Prima o poi tutti noi ci siamo accorti un giorno che la memoria immediata era improvvisamente meno efficace: una lezione che sapevamo benissimo e ce la dimentichiamo proprio prima dell’interrogazione, una presentazione a cui abbiamo lavorato intensamente, un discorso di cui avevamo padronanza perfetta, e d’improvviso, è tutto sparito. Questo succede perché il cervello non ha avuto il tempo di fissare l’informazione, per questo imparare montagne di cose in tempi brevi è una tecnica alla quale ricorrere solo nelle emergenze, perché i risultati sono labili. Le informazioni che invece abbiamo letto, ricopiato o recitato, o di cui abbiamo discusso con qualcun altro proprio la sera prima di addormentarci, si memorizzano da sole durante il sonno, al mattino si ricordano tutti i dettagli e sembra di aver imparato più facilmente del solito. Perciò, anche quando si è stanchi, conviene preparare l’apprendimento per il giorno successivo proprio prima di andare a dormire, ricordandosi che è sempre indispensabile capire ciò che si vuole memorizzare, piuttosto che impararlo meccanicamente. In questo ci possono aiutare molto i riflessi condizionati, per esempio in alcuni casi la ripetizione di formule o frasi fino all’automatismo consente di fissare definitivamente un’informazione importante.
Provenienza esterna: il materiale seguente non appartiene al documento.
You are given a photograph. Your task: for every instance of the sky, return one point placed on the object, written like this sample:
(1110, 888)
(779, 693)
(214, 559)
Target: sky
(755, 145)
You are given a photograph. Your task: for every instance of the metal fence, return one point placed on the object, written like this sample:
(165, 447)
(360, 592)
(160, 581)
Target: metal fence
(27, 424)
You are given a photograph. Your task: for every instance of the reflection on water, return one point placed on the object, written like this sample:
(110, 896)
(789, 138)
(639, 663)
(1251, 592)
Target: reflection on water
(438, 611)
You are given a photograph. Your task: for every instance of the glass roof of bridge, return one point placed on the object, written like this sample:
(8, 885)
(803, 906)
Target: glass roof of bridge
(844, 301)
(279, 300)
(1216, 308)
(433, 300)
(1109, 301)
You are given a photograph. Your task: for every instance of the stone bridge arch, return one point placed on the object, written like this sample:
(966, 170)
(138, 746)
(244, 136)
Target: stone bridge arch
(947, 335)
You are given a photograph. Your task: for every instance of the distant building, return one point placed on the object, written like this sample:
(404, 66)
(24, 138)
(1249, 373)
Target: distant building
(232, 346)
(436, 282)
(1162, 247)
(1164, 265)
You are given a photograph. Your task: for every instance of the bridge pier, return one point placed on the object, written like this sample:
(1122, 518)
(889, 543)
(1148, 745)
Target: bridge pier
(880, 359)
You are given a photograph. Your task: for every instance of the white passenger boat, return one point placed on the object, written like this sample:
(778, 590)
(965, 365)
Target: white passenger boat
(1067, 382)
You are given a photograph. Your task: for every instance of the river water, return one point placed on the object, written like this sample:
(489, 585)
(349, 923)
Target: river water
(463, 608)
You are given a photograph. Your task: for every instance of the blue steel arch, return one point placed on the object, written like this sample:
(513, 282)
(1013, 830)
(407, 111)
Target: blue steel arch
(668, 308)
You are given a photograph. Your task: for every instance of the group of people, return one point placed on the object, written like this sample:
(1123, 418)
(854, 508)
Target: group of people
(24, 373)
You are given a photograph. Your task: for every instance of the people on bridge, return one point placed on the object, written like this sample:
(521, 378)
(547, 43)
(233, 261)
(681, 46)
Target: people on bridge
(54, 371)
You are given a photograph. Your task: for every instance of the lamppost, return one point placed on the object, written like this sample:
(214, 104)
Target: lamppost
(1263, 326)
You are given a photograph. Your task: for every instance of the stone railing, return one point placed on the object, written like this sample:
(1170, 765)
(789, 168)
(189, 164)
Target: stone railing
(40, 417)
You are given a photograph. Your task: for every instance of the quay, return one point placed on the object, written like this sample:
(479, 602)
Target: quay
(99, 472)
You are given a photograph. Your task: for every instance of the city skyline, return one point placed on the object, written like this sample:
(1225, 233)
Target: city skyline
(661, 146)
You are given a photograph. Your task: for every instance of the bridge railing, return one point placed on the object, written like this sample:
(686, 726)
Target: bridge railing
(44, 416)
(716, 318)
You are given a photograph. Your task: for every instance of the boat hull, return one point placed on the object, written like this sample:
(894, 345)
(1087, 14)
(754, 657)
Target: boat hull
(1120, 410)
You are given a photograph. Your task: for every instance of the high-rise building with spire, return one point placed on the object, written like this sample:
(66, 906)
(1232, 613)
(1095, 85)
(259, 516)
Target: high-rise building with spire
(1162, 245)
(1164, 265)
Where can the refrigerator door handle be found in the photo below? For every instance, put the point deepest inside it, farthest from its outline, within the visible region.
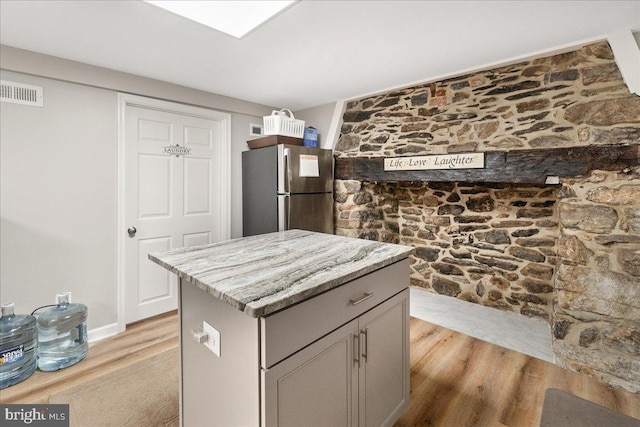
(287, 170)
(284, 216)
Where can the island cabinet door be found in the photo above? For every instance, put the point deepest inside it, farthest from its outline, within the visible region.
(384, 362)
(316, 386)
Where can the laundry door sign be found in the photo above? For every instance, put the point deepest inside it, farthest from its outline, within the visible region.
(176, 150)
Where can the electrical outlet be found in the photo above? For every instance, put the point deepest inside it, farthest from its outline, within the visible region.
(213, 338)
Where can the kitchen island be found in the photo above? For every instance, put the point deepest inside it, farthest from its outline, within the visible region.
(292, 328)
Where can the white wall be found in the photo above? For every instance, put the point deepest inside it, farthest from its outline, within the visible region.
(58, 183)
(58, 198)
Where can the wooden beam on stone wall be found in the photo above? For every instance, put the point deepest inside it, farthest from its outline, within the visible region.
(519, 166)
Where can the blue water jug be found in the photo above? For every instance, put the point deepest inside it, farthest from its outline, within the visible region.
(62, 335)
(18, 346)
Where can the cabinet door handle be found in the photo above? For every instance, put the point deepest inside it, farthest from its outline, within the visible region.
(363, 299)
(365, 345)
(356, 349)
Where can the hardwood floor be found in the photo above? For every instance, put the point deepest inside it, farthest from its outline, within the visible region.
(456, 381)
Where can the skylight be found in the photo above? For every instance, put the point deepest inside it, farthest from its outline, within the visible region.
(236, 18)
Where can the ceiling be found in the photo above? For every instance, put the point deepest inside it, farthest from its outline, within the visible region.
(316, 51)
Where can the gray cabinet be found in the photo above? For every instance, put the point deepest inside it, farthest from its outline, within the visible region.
(340, 358)
(357, 375)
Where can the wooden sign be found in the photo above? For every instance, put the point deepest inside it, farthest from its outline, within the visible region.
(440, 161)
(176, 150)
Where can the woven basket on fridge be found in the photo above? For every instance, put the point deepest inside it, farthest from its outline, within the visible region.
(279, 123)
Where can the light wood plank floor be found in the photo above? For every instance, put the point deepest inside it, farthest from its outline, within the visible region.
(456, 381)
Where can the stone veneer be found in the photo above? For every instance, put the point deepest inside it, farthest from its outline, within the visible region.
(569, 254)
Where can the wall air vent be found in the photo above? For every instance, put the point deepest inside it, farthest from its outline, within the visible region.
(19, 93)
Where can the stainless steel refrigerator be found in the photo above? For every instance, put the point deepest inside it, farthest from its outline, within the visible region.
(286, 187)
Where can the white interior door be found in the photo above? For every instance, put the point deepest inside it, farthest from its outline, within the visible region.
(175, 194)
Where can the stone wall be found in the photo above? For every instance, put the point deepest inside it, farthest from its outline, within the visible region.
(489, 245)
(596, 321)
(514, 247)
(573, 99)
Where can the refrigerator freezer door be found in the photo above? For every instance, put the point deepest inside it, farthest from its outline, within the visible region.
(304, 170)
(313, 212)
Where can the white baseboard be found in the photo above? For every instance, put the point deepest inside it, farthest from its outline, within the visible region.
(102, 332)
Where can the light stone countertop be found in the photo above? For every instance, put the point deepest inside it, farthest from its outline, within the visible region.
(263, 274)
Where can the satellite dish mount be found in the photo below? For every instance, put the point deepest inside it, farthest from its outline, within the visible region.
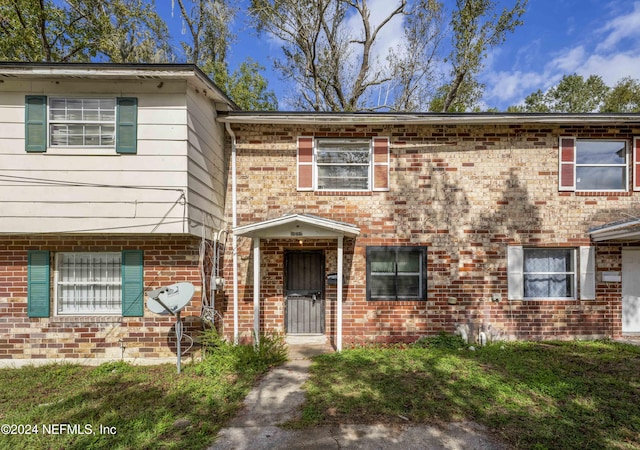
(171, 300)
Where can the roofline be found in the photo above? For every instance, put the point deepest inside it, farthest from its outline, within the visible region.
(333, 226)
(187, 72)
(623, 229)
(387, 118)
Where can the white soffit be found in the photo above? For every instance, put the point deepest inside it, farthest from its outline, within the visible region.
(298, 226)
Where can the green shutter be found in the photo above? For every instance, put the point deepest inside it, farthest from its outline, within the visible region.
(38, 284)
(132, 283)
(35, 123)
(127, 125)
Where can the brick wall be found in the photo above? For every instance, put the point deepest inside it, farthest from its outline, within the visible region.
(167, 260)
(466, 192)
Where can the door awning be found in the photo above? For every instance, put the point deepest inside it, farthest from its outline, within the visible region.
(627, 230)
(298, 226)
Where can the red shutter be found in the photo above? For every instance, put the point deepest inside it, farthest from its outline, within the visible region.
(567, 176)
(381, 164)
(636, 164)
(305, 163)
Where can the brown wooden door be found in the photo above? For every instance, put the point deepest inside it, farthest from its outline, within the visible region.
(304, 292)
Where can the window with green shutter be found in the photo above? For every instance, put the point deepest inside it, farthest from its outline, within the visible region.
(35, 122)
(38, 271)
(132, 283)
(127, 125)
(77, 122)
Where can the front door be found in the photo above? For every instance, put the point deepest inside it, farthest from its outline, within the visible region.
(304, 292)
(630, 290)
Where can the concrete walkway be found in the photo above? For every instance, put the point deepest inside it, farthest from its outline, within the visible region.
(279, 397)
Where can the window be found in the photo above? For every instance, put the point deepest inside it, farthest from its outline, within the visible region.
(82, 122)
(339, 165)
(549, 273)
(343, 165)
(396, 273)
(73, 122)
(88, 283)
(593, 165)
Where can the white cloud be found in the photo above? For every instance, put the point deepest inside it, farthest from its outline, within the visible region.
(390, 36)
(618, 29)
(611, 52)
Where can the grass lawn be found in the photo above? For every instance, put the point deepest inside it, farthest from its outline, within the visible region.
(118, 406)
(549, 395)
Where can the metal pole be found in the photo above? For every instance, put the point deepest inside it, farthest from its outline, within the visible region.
(178, 338)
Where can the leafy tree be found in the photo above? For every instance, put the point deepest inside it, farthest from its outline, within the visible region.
(208, 22)
(82, 30)
(477, 27)
(623, 97)
(248, 88)
(339, 69)
(573, 94)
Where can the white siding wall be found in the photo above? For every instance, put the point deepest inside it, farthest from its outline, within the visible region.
(80, 190)
(206, 165)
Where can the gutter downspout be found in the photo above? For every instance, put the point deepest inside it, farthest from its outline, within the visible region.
(234, 224)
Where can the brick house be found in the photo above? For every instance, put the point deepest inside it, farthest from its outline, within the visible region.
(112, 182)
(340, 228)
(357, 228)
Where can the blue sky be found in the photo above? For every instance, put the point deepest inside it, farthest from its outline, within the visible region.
(559, 37)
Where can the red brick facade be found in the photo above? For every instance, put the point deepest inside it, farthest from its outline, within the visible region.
(465, 192)
(167, 260)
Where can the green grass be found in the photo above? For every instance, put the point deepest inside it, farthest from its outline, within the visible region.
(148, 407)
(551, 395)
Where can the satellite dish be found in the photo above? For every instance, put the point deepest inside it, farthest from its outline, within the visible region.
(170, 299)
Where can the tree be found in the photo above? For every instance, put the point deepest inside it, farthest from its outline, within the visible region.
(208, 23)
(82, 30)
(248, 88)
(573, 94)
(334, 51)
(623, 97)
(476, 29)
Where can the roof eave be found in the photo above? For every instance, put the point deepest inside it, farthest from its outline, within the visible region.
(256, 118)
(108, 71)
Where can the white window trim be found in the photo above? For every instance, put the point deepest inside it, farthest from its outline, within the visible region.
(57, 282)
(625, 165)
(50, 122)
(584, 279)
(316, 172)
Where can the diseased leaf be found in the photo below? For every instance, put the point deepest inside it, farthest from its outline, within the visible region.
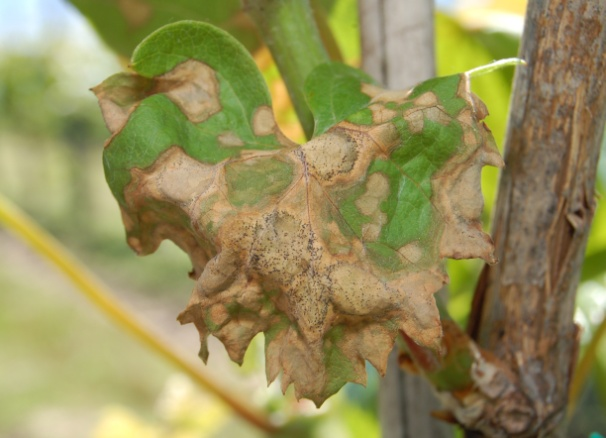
(333, 93)
(328, 248)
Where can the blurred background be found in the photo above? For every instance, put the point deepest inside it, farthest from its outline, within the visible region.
(67, 371)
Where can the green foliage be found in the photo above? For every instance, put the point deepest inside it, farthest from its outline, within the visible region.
(329, 247)
(124, 24)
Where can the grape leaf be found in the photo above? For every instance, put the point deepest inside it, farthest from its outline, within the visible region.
(329, 247)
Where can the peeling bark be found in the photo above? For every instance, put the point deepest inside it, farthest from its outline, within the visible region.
(523, 307)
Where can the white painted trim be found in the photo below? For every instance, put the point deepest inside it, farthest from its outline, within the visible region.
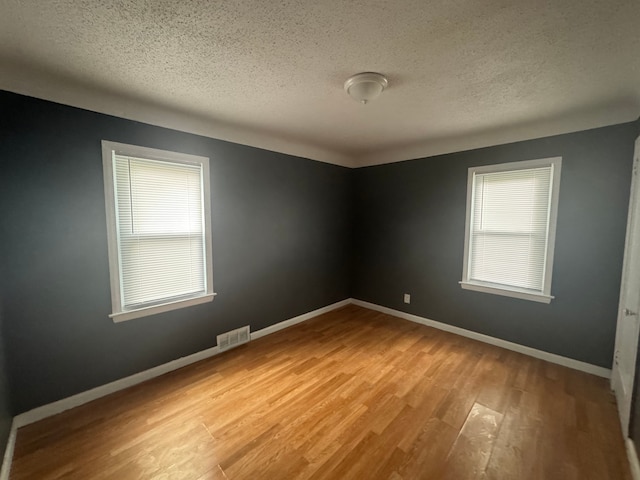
(8, 452)
(621, 111)
(632, 455)
(60, 406)
(532, 352)
(163, 307)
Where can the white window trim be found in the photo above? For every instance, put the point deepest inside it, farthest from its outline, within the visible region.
(545, 296)
(108, 151)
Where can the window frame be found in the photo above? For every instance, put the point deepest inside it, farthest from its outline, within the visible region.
(109, 150)
(545, 295)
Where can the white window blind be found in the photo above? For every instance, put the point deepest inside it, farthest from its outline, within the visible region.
(161, 230)
(509, 228)
(158, 229)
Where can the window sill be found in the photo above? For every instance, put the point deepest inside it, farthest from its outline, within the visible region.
(164, 307)
(535, 297)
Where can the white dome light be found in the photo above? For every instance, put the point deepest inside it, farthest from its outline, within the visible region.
(365, 87)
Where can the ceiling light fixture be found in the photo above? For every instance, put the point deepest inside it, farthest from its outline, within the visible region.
(365, 87)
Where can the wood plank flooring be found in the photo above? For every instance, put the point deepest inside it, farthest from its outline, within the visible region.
(353, 394)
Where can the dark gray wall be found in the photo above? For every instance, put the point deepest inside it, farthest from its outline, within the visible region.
(409, 228)
(6, 414)
(279, 250)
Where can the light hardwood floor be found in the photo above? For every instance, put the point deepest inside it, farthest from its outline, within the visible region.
(353, 394)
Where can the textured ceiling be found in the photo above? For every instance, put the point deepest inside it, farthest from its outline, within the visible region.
(462, 73)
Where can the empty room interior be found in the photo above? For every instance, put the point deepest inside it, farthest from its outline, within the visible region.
(319, 240)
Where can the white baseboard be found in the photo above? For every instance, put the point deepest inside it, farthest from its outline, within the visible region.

Altro punto da non trascurare: rispettate i vostri ritmi biologici. Alcune persone “rendono” di più alla mattina, altre sono al top solo al pomeriggio, alla sera, o addirittura di notte, ecco perché è utile, durante la preparazione, seguire le proprie preferenze naturali. Tuttavia, al di là delle scelte personali, diamo qualche suggerimento:

  • la metà della mattina fino all’ora di pranzo corrisponde a un picco di qualità dell’apprendimento. In genere, il mattino è il momento migliore per studiare

  • dopo il pranzo di solito l’attenzione è meno buona, perciò quando è possibile è meglio concedersi una piccola pausa di sonno. Bastano pochi minuti per recuperare energia e concentrazione

  • intorno alle 15 di solito l’attenzione ritorna da sé, soprattutto se a mezzogiorno si predilige un pasto leggero che non induce sonnolenza

  • i nottambuli sanno quali sono le loro ore migliori, in genere quelle dopo la mezzanotte quando gli altri dormono. E’ in questi momenti che l’eccitazione sale, consentendo una performance migliore

L’alimentazione è molto importante per ottimizzare i risultati dell’apprendimento. Evitate il consumo di zuccheri rapidi come quelli delle caramelle, dei dolci, del pane… mentre quelli lenti del pane intero, pasta, riso, cereali… sono benefici per la memoria. Infine, un corpo mal ossigenato impara con difficoltà: non rinchiudetevi in una stanza per giornate intere in mezzo ai libri, ma uscite, prendete aria, fate sport. Il tempo “perso” all’esterno verrà riguadagnato in efficacia di lavoro. E dopo ogni ora di concentrazione, concedetevi una piccola pausa.